Légalement, ils étaient soumis à la protection royale, comme les Juifs, étant des sujets royaux, c'est pourquoi ils vivaient davantage dans des villes sous domination royale.

Les morerías possédaient une mosquée aljama dans les grandes villes ou des petites mosquées de quartier, une boucherie où l'on abattait le bétail à la manière musulmane (halal), un four et même des bains.

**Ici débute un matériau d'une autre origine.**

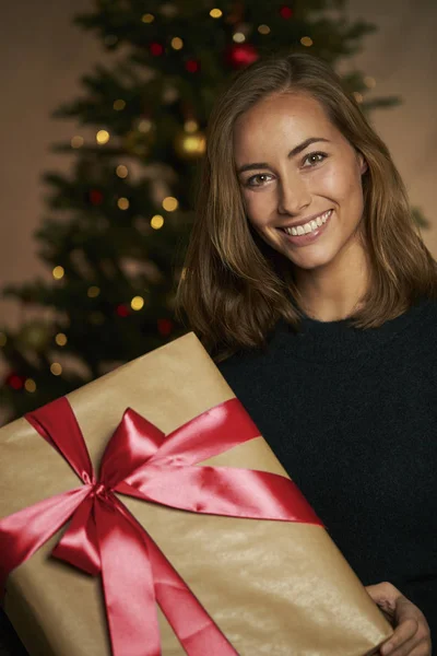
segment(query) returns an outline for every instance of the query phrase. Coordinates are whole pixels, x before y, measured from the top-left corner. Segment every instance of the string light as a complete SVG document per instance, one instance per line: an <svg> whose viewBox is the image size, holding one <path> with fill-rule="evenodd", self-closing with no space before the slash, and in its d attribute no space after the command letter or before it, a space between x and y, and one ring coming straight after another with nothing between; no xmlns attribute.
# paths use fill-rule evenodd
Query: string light
<svg viewBox="0 0 437 656"><path fill-rule="evenodd" d="M184 124L184 130L186 132L196 132L199 129L199 124L196 120L186 120Z"/></svg>
<svg viewBox="0 0 437 656"><path fill-rule="evenodd" d="M79 134L75 134L71 141L71 148L82 148L83 143L84 143L84 138L80 137Z"/></svg>
<svg viewBox="0 0 437 656"><path fill-rule="evenodd" d="M64 347L68 342L67 335L64 335L64 332L58 332L58 335L55 337L55 341L58 347Z"/></svg>
<svg viewBox="0 0 437 656"><path fill-rule="evenodd" d="M60 376L60 375L61 375L61 373L62 373L62 367L61 367L61 365L59 364L59 362L54 362L54 363L50 365L50 372L54 374L54 376Z"/></svg>
<svg viewBox="0 0 437 656"><path fill-rule="evenodd" d="M95 284L93 284L91 288L88 288L88 291L86 292L86 294L90 298L96 298L99 293L101 293L101 288L96 286Z"/></svg>
<svg viewBox="0 0 437 656"><path fill-rule="evenodd" d="M246 40L246 36L243 34L243 32L236 32L233 36L233 39L236 44L243 44Z"/></svg>
<svg viewBox="0 0 437 656"><path fill-rule="evenodd" d="M135 311L142 309L144 307L144 298L142 296L133 296L130 306Z"/></svg>
<svg viewBox="0 0 437 656"><path fill-rule="evenodd" d="M96 141L99 145L107 143L110 139L110 134L107 130L98 130L96 134Z"/></svg>
<svg viewBox="0 0 437 656"><path fill-rule="evenodd" d="M172 48L174 50L181 50L184 48L184 42L181 38L179 38L178 36L175 36L172 39Z"/></svg>
<svg viewBox="0 0 437 656"><path fill-rule="evenodd" d="M36 391L36 383L33 378L26 378L25 383L24 383L24 389L26 391L29 391L31 394L33 394L34 391Z"/></svg>
<svg viewBox="0 0 437 656"><path fill-rule="evenodd" d="M114 101L113 107L116 112L122 112L122 109L126 107L126 101L118 98L117 101Z"/></svg>
<svg viewBox="0 0 437 656"><path fill-rule="evenodd" d="M55 278L55 280L60 280L61 278L63 278L66 273L66 270L63 267L55 267L55 269L51 271L52 277Z"/></svg>
<svg viewBox="0 0 437 656"><path fill-rule="evenodd" d="M119 207L120 210L127 210L127 209L129 209L129 204L130 203L129 203L129 200L127 198L122 197L122 198L118 199L117 204L118 204L118 207Z"/></svg>
<svg viewBox="0 0 437 656"><path fill-rule="evenodd" d="M125 178L128 177L128 167L125 166L125 164L119 164L116 168L116 174L118 175L118 177Z"/></svg>
<svg viewBox="0 0 437 656"><path fill-rule="evenodd" d="M149 118L143 118L142 120L140 120L140 122L138 124L138 130L140 132L150 132L152 129L152 121Z"/></svg>
<svg viewBox="0 0 437 656"><path fill-rule="evenodd" d="M155 214L154 216L152 216L151 226L153 227L153 230L160 230L161 227L163 227L163 225L164 216L162 216L161 214Z"/></svg>
<svg viewBox="0 0 437 656"><path fill-rule="evenodd" d="M174 212L175 210L178 209L178 207L179 207L179 203L176 200L176 198L174 198L173 196L167 196L167 198L164 198L163 208L166 212Z"/></svg>

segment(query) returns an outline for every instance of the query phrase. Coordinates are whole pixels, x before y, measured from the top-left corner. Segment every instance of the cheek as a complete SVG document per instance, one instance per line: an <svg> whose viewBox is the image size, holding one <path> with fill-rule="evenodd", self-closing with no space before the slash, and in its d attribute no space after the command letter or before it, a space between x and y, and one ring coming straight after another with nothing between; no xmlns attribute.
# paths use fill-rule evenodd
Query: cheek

Autour d’eux régnait une vie commerciale et culturelle trépidante.

Le représentant en Castille de toutes ces communautés mudéjares était celui appelé en arabe « Qādā al-Qudā », c'est-à-dire le « Cadí des cadíes ou le « Maire Maire de toutes les Aljamas de Castilla[3] » qui étaient détenues par des familles. comme les Belvís et les Xarafíes.

En dessous se trouvaient les « grands gardiens » et, dans les catégories inférieures, les délégués (na'ibs), les zalmedinas, les « scribes Moro », les « langues ou traducteurs » et les almotacènes, éventuellement appuyés par un conseil de notables.

Dans les zones frontalières, il y avait même un juge ou « alcaide des Maures et des Chrétiens » qui garantissait l'intégrité des captifs musulmans, généralement nasrides, capturés sur le territoire castillan. En tant que musulmans, les mudéjars pratiquaient une solidarité de fraternité islamique avec ces captifs nasrides, payant même la rançon pour leur libération par le biais d'une collecte parmi les membres d'une mosquée et de la communauté (aljama).

Inscription religieuse au pouvoir bienfaisant : Al-Mulk Li-l-Lah (« Le pouvoir appartient à Dieu ». Monastère de la Résurrection des Chanoinesses du Saint-Sépulcre (Saragosse). Style coufique mudéjar, XIVe siècle.

La langue arabe dans sa variante dialectale andalouse a continué à être utilisée par ces mudéjars, mais elle a cependant été progressivement perdue en Castille et remplacée par l'aljamiado, un castillan hautement arabisé écrit en caractères arabes.

Cette acculturation s'est produite surtout dans les endroits où les mudéjars étaient en proportion assez faible, comme les grandes villes du centre et du nord du royaume de Castille.

De plus, cette acculturation était également religieuse et même légale dans certains cas, ce qui obligeait certains alfaquíes à devoir se rendre à Valence ou à Grenade pour se former ou à des initiatives comme celle d'Yça de Gebir, mufti de Ségovie, qui en 1456 traduisit le Coran en espagnol. et des années plus tard, en 1462, il publia son traité « Bréviaire sunnite » où il expliqua aux cadi alphaquis et aspirant à être eux les bases de la religiosité islamique, des prières aux rituels comme le Ramadan et ce qu'ils signifiaient pour la législation. Coran qu'ils pourraient appliquer. Cet auteur aurait beaucoup de validité plus tard, même à l'époque mauresque.

  

Inscriptions arabes de la mosquée mudéjar de Tórtoles (Saragosse) contenant un poème en arabe andalou transcrit en calligraphie coufique aragonaise locale au milieu du XVe siècle. Détail : Photo : Wikipédia. Détail.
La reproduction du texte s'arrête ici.